歯の4大組織について

歯の4大組織について

歯はエナメル質、象牙質、セメント質(*)、歯髄の4組織から作られています。
(*セメント質:正式には歯周組織という歯の周りの組織に分類されます。)

それぞれに、役割があります。エナメル質、象牙質、セメント質の3組織は多くのミネラル(無機質)を含むため、比較的硬いです。特に、カルシウム(石灰)の含有率が高いエナメル質は石灰化組織ともいえます。

エナメル質

エナメル質は、歯の一番外側で透明感のある白い色をしています。石灰化度がとても高く、体の中で最も硬い組織です。ミネラル(無機質)の含有率は全体の95%で、その主成分はカルシウム・ヒドロキシアパタイト(石灰化成分)です。残りの5%は水分と有機質です。このエナメル質は見た目が綺麗なだけでなく、歯を守る鎧のような物で、とても固く上部であり、酸にも強い組織です。

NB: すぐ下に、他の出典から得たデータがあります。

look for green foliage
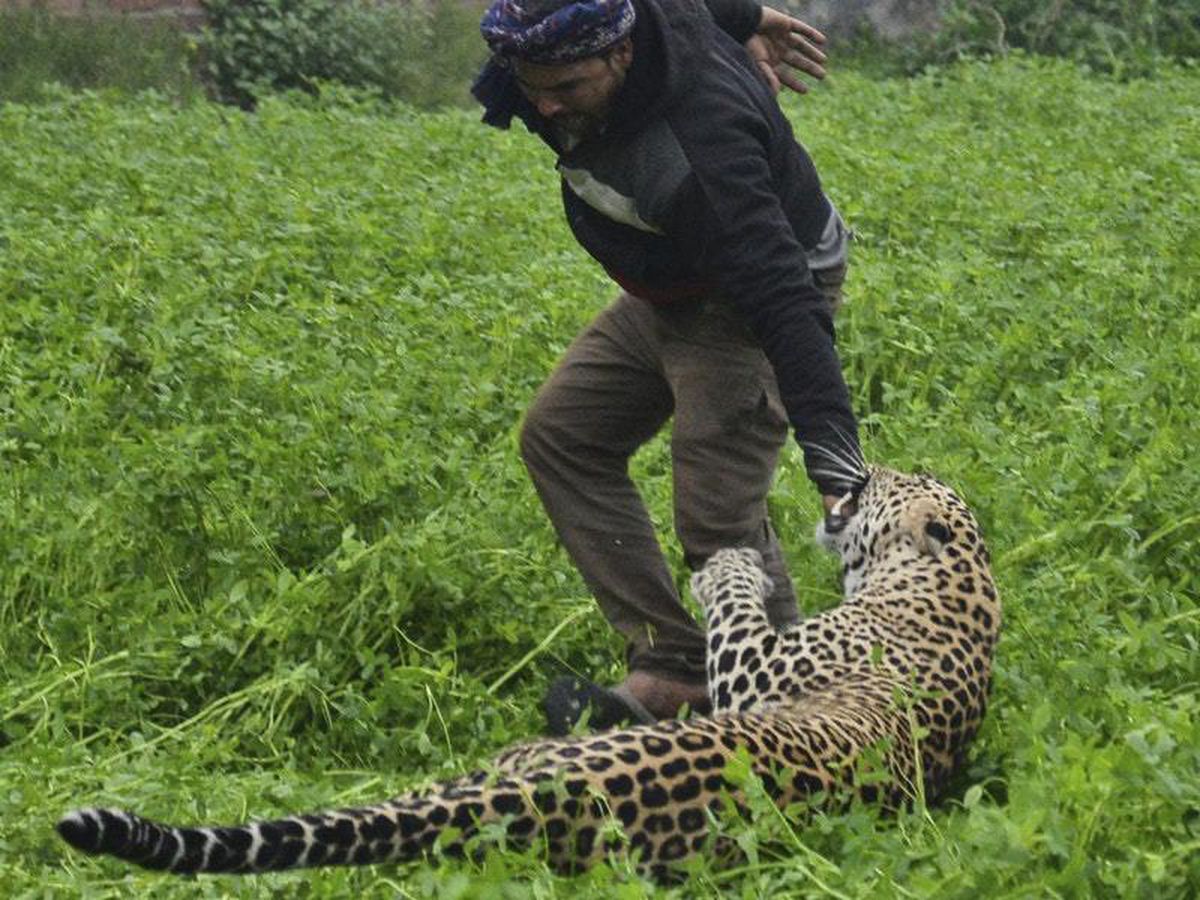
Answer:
[202,0,485,108]
[851,0,1200,77]
[0,60,1200,898]
[0,7,197,102]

このエナメル質を失ってしまうと様々な治療が必要になり、またエナメル質が残っている量によって治療内容も大きく変わります。エナメル質が少ないほど、治療は複雑になります。また、エナメル質の表面が脱灰して初期の虫歯になっても、早期であれば元に戻る、もしくは現状維持を行うことが出来ます。

セメント質

セメント質は、歯の根の外側を覆い、一般的には歯茎の中にあり色は濁黄色です。非常に薄くわずか50~100㎛(1㎛は1㎜の1000分の1)しかありません。成分は65%がカルシウム・ヒドロキシアパタイト(ミネラル成分および石灰化成分)と35%の有機質と10%の水分から構成される(セメント質のミネラル含有率は50%という見解もあります)

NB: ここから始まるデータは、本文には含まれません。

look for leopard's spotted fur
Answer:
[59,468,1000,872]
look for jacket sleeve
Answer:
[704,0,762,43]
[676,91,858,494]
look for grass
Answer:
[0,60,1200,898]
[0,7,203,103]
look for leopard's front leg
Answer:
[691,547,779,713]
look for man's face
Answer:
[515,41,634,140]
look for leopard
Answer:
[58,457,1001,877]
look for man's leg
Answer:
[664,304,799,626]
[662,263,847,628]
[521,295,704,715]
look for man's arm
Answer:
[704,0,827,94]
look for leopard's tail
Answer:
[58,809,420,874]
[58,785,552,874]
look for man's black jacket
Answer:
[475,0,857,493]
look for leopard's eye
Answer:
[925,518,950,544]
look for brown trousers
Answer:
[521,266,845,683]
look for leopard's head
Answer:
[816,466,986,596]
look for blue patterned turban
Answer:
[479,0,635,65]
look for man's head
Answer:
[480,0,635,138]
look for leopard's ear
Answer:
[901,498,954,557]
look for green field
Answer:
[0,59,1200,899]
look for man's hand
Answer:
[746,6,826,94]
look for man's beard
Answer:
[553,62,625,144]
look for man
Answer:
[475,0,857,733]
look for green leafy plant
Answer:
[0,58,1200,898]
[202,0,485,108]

セメント質は骨と同じくらいの硬さですが、エナメル質と比べるとかなり柔らかいです。また、エナメル質に比べて虫歯になりやすい組織です。歯茎が下がってしまい、歯の根(セメント質)が露出してしまうと、虫歯になりやすいので特に注意した虫歯の予防策が必要です。

象牙質

象牙質はエナメル質とセメント質の下層に位置する、硬く黄色い組織で、歯の大部分をなします。象牙質は普段は目に見えません。エナメル質やセメント質(歯茎)に覆われています。

しかし、エナメル質やセメント質が摩耗したり、歯の治療中に削りとった場合、虫歯による破壊が起こった場合に見えます。成分は70%がカルシウム・ヒドロキシアパタイト、18%は有機物(コラーゲン繊維)、12%は水分で構成されています。セメント質よりも硬く、エナメル質よりは柔らかいので欠けにくいです。しかし、象牙質が表面に出てしまうと歯が凍みる、すり減りやすい、虫歯になりやすい等の欠点があります。一般的には象牙質が歯の表面に出ないようにする事が望ましいです。

歯髄

歯髄は歯の中央部にある歯髄腔と呼ばれる空隙にある軟組織(石灰化もミネラル化もしていない組織)です。歯髄には、根尖孔と呼ばれる歯根先端から神経や血管が入ります。
歯髄の機能は

形成

象牙芽細胞は、歯の障害を通じて象牙質を形成します。歯根完成後に形成される象牙質は第二象牙質と呼ばれます。

感覚の伝達

歯髄の神経終末は熱、冷たさ、切削、甘い食べ物、虫歯、外傷(怪我)、脳の感染症等が原因で生じる痛みの感覚を伝えます。ただし、“痛い”という感覚だけを伝えるため原因を区別することはできません。

栄養の供給

歯髄の血管は、血流を通じて歯髄細胞および象牙質を形成する象牙芽細胞へ栄養を運びます。

防衛・保護

歯髄は歯の損傷や虫歯に対して反応し(象牙芽細胞から)修復象牙質を形成します。虫歯が大きく、歯髄に近くまで象牙質を失ってしまった時、第二象牙質の形成を促すお薬をつけ歯髄を保護する象牙質が出来るまで待つ治療方法もあります。